Anne Mangan (text), David Cornish (illus), Emu’s Halloween, HarperCollins, 1 September 2015, 32pp., $14.99 (hbk) ISBN 9780732298906
If your kids are itching to go trick-or-treating, but you’d really rather they didn’t, here’s a book to help you convince them to have a Halloween party instead. In Emu’s Halloween, Victorian author Anne Mangan takes the American traditions associated with Halloween and gives them an Australian spin, featuring iconic Aussie animals like the kangaroo and emu, alongside the infamous redback spider.
The story is written as a rhyme, with mostly one to two sentences a page.
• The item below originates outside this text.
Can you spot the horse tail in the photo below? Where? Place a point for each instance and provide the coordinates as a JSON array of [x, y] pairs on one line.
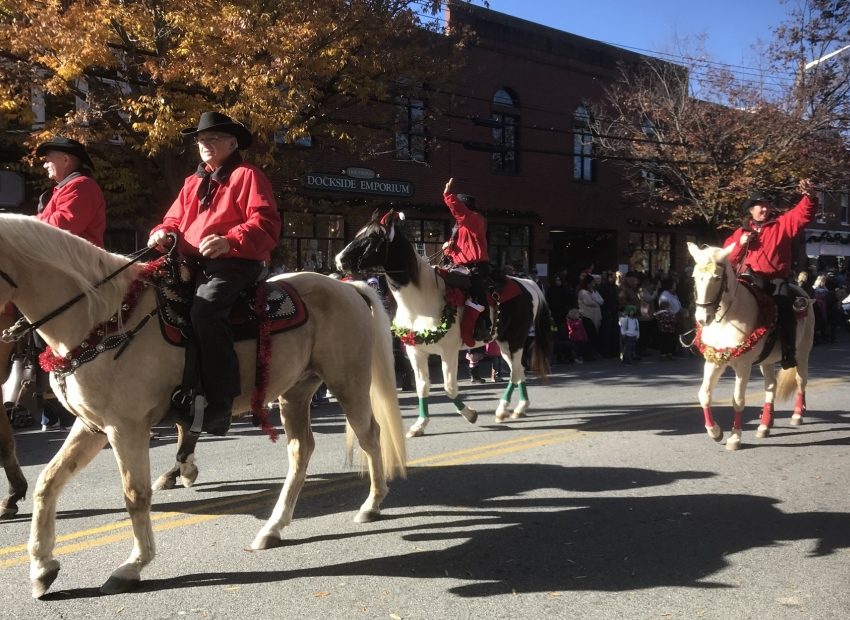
[[382, 392], [542, 343], [786, 384]]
It tells the tale of Emu’s struggle to throw a party for October 31 that is truly scary. Emu’s friends rally around him and they work together to prepare frightful decorations and fearsome food. There’s humour too, with an echidna assigned to blow up the balloons. The book provides inspiration for scary costumes, with the echidna dressed as Dracula, a koala as Frankenstein’s monster, a cockatoo as a ghost, and – my favourite – a redback spider as himself.
South Australian illustrator David Cornish’s pictures are big, bold and fun and his “zombie kangaroo” really looks like a zombie!
I read this with my son, 2, and my 7-year-old twin girls and (thankfully) no-one was scared.
I didn’t love this book. There wasn’t anything particularly wrong with it, it just seemed a bit “ho hum”. My kids didn’t want to read it a second time either.